To enable and configure these, you’d typically edit your my.cnf or my.ini file, or set them dynamically:
SET GLOBAL slow_query_log = ON;
SET GLOBAL long_query_time = 2; -- Log queries longer than 2 seconds
SET GLOBAL log_queries_not_using_indexes = ON;
SET GLOBAL slow_query_log_file = '/var/log/mysql/mariadb-slow.log';
After making changes, you might need to restart the MariaDB service for file-based logging, or the changes take effect immediately for dynamic variables.
Analysis Tools
Once you have a slow query log, you don’t have to parse it manually. The mysqldumpslow utility is a command-line tool that summarizes the slow query log, grouping similar queries and providing aggregate statistics.
For example, to get a summary sorted by the average query time:
mysqldumpslow -s at /var/log/mysql/mariadb-slow.log
This will output something like:
Count: 1 Time=15.34s (15s) Lock=0.00s (0s) Rows_sent=100 (100) Rows_examined=500000 (500000) user[webuser] @ localhost []

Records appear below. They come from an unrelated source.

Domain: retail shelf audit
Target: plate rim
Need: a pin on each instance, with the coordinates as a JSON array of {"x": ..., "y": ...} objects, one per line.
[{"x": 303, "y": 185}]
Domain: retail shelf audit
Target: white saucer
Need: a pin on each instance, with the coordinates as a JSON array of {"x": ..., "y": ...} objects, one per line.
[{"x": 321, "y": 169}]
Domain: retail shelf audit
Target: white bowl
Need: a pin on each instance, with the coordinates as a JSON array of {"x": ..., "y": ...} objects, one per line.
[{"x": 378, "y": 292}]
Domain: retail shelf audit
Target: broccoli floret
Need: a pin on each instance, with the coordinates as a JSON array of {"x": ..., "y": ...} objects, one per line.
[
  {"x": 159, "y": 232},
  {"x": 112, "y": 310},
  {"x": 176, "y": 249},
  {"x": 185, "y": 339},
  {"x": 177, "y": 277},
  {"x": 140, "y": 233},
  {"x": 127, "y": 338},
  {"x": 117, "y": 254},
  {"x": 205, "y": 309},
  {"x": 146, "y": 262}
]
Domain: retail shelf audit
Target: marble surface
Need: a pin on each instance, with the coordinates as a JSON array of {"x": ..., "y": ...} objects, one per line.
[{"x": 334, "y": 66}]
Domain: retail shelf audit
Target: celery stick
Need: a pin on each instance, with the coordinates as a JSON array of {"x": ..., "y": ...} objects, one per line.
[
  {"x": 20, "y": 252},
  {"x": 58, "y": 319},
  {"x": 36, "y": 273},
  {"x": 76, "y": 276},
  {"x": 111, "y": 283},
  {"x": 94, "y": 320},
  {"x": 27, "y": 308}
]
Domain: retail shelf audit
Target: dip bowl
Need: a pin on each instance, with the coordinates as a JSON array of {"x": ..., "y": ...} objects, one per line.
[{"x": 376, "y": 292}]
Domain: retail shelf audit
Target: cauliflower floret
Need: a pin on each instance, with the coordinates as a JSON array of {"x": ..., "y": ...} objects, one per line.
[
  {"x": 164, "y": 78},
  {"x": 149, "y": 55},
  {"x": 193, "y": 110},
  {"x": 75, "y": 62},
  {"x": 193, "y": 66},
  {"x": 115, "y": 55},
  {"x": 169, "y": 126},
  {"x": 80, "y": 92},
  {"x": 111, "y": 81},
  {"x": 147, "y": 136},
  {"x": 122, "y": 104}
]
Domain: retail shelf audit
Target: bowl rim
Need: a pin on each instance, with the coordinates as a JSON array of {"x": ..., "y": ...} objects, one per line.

This shows you the most frequent and slowest queries, along with their aggregated execution times, lock times, and row counts.
The slow query log is most effective when you couple it with EXPLAIN. For any query identified as slow, you run EXPLAIN on it to understand the execution plan.
EXPLAIN SELECT * FROM orders WHERE customer_id = 12345 AND order_date BETWEEN '2023-01-01' AND '2023-10-27';
The output of EXPLAIN will reveal if the query is performing full table scans, not using indexes effectively, or using inefficient join strategies.
The most common reason for slow queries identified by the slow query log is a missing or poorly designed index. If EXPLAIN shows Rows_examined is very high and type is ALL (full table scan) or index (full index scan), you likely need an index. For the example query, an index on (customer_id, order_date) would significantly speed it up.
CREATE INDEX idx_customer_date ON orders (customer_id, order_date);
This index allows MariaDB to quickly locate rows matching the customer_id and then efficiently filter by order_date within that subset, drastically reducing Rows_examined.
A less obvious, but still common, cause is suboptimal query structure. Sometimes, even with good indexes, a query might be written in a way that forces MariaDB to do more work than necessary. For instance, functions applied to indexed columns in the WHERE clause (e.g., WHERE YEAR(order_date) = 2023) often prevent index usage. Rewriting it as WHERE order_date BETWEEN '2023-01-01' AND '2023-12-31' is usually much faster.
Another scenario is when long_query_time is set too low for legitimate, complex operations. If your application has reporting queries that inherently take a few seconds but are critical, you might need to adjust long_query_time upwards or exclude specific user/host combinations from logging.
Excessive locking can also cause queries to appear slow. If Lock_time is high, it indicates contention. This might require optimizing transactions, using more granular locks, or re-evaluating application logic that holds locks for extended periods.
Finally, consider network latency or client-side processing if Query_time is high but Rows_examined and Rows_sent are low. However, the slow query log primarily captures server-side execution time.
Once you’ve addressed all slow queries identified by the log and mysqldumpslow, you’ll start seeing different types of performance issues, such as connection pool exhaustion or application-level caching inefficiencies.